Infections with HIV-1 are lethal because naive and memory CD4+ T cell populations get depleted over the years of this chronic infection. Although it is poorly understood how these cells are depleted, a major hypothesis is that HIV-1 infection leads to aberrant activation of the immune system [8]. Using deuterium labeling we quantify the differences in the turnover of naive and memory T cells between healthy volunteers and HIV-1 infected patients in order to better appreciate how immune activation results in depletion of CD4+ T cells.


  1. Sparse production but preferential incorporation of recently produced naive T cells in the human peripheral pool. Vrisekoop N, den Braber I, de Boer AB, Ruiter AF, Ackermans MT, van der Crabben SN, Schrijver EH, Spierenburg G, Sauerwein HP, Hazenberg MD, de Boer RJ, Miedema F, Borghans JA, Tesselaar K. Proc Natl Acad Sci U S A. 2008 Apr 22;105(16):6115-20. doi: 10.1073/pnas.0709713105.

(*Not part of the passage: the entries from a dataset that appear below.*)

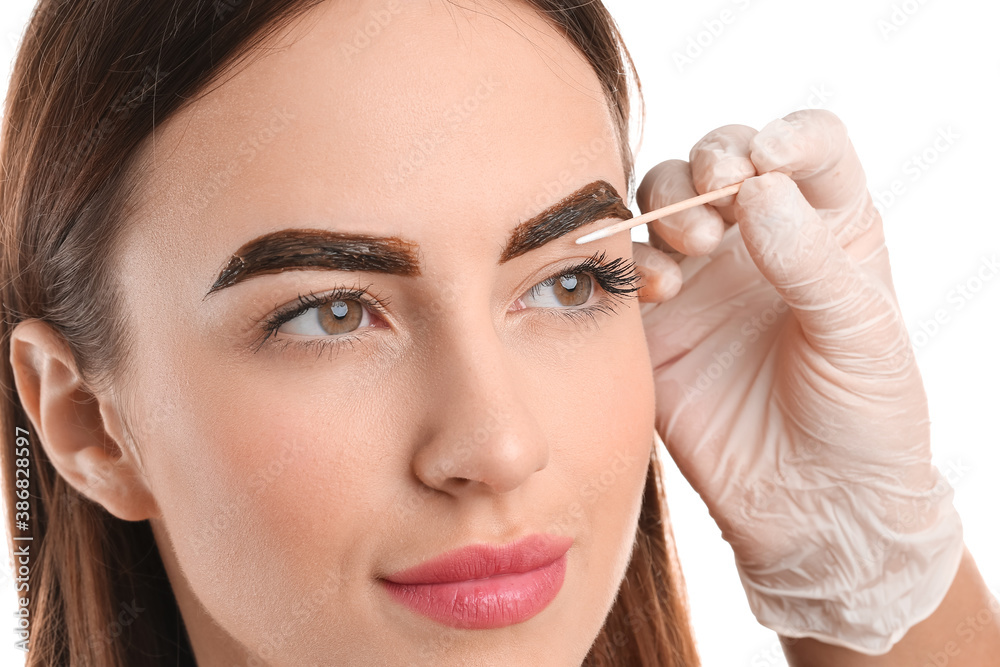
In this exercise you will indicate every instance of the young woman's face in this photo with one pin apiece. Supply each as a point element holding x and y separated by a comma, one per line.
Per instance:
<point>450,403</point>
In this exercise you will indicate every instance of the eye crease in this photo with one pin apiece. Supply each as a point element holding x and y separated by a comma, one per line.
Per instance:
<point>341,317</point>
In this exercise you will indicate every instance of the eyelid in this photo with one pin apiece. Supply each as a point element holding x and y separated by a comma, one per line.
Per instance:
<point>615,278</point>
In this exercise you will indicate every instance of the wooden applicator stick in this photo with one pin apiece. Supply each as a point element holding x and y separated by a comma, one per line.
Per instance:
<point>660,212</point>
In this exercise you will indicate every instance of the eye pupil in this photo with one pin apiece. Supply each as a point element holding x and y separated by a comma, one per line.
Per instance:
<point>568,281</point>
<point>340,317</point>
<point>567,292</point>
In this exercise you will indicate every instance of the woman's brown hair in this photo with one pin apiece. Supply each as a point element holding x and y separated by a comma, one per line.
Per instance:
<point>91,80</point>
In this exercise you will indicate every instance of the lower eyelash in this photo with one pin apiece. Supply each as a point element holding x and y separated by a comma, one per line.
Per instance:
<point>618,278</point>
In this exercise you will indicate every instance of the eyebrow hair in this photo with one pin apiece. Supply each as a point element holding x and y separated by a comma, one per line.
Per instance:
<point>324,249</point>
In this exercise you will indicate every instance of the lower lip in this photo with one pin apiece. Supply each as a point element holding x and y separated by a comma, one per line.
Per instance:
<point>482,604</point>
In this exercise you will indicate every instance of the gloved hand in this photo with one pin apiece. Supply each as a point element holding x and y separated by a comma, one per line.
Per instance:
<point>787,389</point>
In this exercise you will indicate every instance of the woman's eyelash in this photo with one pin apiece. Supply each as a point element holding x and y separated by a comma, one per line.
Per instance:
<point>306,302</point>
<point>618,279</point>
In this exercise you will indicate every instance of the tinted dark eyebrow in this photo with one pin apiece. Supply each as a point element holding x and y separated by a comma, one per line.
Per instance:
<point>290,249</point>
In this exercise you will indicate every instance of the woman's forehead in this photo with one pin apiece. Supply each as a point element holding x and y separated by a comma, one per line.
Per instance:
<point>446,119</point>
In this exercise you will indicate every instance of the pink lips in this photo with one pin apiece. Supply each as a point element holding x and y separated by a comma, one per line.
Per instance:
<point>483,586</point>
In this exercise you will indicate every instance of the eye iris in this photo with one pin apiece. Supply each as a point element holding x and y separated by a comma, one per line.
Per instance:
<point>573,289</point>
<point>340,317</point>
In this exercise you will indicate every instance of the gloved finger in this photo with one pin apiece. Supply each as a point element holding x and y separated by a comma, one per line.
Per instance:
<point>848,315</point>
<point>722,158</point>
<point>695,231</point>
<point>812,147</point>
<point>661,275</point>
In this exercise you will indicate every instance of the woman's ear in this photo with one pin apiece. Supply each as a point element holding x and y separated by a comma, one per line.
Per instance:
<point>81,433</point>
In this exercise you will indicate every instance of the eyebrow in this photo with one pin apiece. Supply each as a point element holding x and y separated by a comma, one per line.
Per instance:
<point>324,249</point>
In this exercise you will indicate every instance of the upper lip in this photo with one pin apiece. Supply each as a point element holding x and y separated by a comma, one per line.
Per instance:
<point>478,561</point>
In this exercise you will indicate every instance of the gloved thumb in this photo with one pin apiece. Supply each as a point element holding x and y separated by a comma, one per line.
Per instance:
<point>848,315</point>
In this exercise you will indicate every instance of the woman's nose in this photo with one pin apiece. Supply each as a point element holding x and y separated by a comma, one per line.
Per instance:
<point>481,431</point>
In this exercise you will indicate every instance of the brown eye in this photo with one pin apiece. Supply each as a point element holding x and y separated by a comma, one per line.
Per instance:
<point>567,290</point>
<point>341,316</point>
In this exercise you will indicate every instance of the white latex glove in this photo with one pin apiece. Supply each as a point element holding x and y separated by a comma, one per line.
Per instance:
<point>787,389</point>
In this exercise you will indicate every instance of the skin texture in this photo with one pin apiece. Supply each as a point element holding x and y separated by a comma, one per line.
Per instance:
<point>281,483</point>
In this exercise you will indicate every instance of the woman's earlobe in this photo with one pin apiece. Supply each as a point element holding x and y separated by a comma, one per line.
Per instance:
<point>72,424</point>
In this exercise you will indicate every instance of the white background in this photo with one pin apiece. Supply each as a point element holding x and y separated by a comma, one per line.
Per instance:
<point>898,74</point>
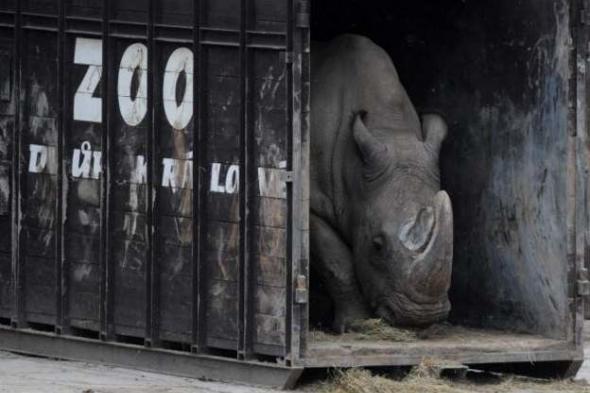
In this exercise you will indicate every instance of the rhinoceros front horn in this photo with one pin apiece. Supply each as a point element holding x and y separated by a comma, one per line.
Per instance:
<point>373,152</point>
<point>431,270</point>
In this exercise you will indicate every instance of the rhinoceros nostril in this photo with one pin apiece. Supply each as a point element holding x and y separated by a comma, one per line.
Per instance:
<point>416,234</point>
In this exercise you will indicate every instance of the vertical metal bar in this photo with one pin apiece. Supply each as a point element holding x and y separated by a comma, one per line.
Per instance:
<point>291,247</point>
<point>61,268</point>
<point>199,211</point>
<point>106,280</point>
<point>298,104</point>
<point>246,156</point>
<point>152,271</point>
<point>17,268</point>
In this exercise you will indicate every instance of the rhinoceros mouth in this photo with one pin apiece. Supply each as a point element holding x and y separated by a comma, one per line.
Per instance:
<point>400,310</point>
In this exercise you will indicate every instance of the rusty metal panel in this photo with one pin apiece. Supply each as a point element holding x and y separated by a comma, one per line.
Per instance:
<point>147,199</point>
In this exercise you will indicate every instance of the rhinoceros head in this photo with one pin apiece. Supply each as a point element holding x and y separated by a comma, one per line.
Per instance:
<point>403,223</point>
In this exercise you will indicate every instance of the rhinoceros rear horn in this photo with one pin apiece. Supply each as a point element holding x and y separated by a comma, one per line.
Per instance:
<point>435,129</point>
<point>373,152</point>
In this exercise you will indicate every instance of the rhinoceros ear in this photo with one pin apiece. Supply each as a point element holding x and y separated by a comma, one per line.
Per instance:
<point>435,129</point>
<point>373,152</point>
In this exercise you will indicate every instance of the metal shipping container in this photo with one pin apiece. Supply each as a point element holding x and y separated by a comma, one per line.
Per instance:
<point>154,164</point>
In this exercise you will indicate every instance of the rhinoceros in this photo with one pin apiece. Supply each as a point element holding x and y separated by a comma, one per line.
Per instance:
<point>381,229</point>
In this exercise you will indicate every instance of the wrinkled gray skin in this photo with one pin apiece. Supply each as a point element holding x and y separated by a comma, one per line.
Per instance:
<point>381,229</point>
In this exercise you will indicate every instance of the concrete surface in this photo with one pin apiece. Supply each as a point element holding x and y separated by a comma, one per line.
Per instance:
<point>20,374</point>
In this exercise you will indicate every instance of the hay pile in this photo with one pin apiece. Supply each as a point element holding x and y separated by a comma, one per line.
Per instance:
<point>424,379</point>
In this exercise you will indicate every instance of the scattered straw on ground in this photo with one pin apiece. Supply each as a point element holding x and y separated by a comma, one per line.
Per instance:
<point>424,379</point>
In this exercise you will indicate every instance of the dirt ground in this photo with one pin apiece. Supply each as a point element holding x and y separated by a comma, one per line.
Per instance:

  2. Maintenance of peripheral naive T cells is sustained by thymus output in mice but not humans. den Braber I, Mugwagwa T, Vrisekoop N, Westera L, Mögling R, de Boer AB, Willems N, Schrijver EH, Spierenburg G, Gaiser K, Mul E, Otto SA, Ruiter AF, Ackermans MT, Miedema F, Borghans JA, de Boer RJ, Tesselaar K. Immunity. 2012 Feb 24;36(2):288-97. doi: 10.1016/j.immuni.2012.02.006.
  3. Tumor exome analysis reveals neoantigen-specific T-cell reactivity in an ipilimumab-responsive melanoma. van Rooij N, van Buuren MM, Philips D, Velds A, Toebes M, Heemskerk B, van Dijk LJ, Behjati S, Hilkmann H, El Atmioui D, Nieuwland M, Stratton MR, Kerkhoven RM, Kesmir C, Haanen JB, Kvistborg P, Schumacher TN. J Clin Oncol. 2013;31(32):e439-42. doi: 10.1200/JCO.2012.47.7521.
  4. Predicted indirectly recognizable HLA epitopes presented by HLA-DR correlate with the de novo development of donor-specific HLA IgG antibodies after kidney transplantation. Otten HG, Calis JJ, Kesmir C, van Zuilen AD, Spierings E. Hum Immunol. 2013;74(3):290-6. doi: 10.1016/j.humimm.2012.12.004.
  5. Understanding the failure of CD8+ T-cell vaccination against simian/human immunodeficiency virus. De Boer RJ. J Virol. 2007 Mar;81(6):2838-48
  6. Tissue-resident memory CD8+ T cells continuously patrol skin epithelia to quickly recognize local antigen. Ariotti S, Beltman JB, Chodaczek G, Hoekstra ME, van Beek AE, Gomez-Eerland R, Ritsma L, van Rheenen J, Maree AF, Zal T, de Boer RJ, Haanen JB, Schumacher TN. Proc Natl Acad Sci U S A. 2012 Nov 27;109(48):19739-44. doi: 10.1073/pnas.1208927109.
  7. Gadhamsetty S, Beltman JB, Maree AF, de Boer RJ. Biophysical Journal. in press. Killing of targets by CD8 T cells in the mouse spleen follows the law of mass action. Ganusov VV, Barber DL, De Boer RJ. PLoS One. 2011 Jan 24;6(1):e15959. doi: 10.1371/journal.pone.0015959.
  8. Immune Activation and Collateral Damage in AIDS Pathogenesis. Miedema F, Hazenberg MD, Tesselaar K, van Baarle D, de Boer RJ, Borghans JA. Front Immunol. 2013 Sep 26;4:298.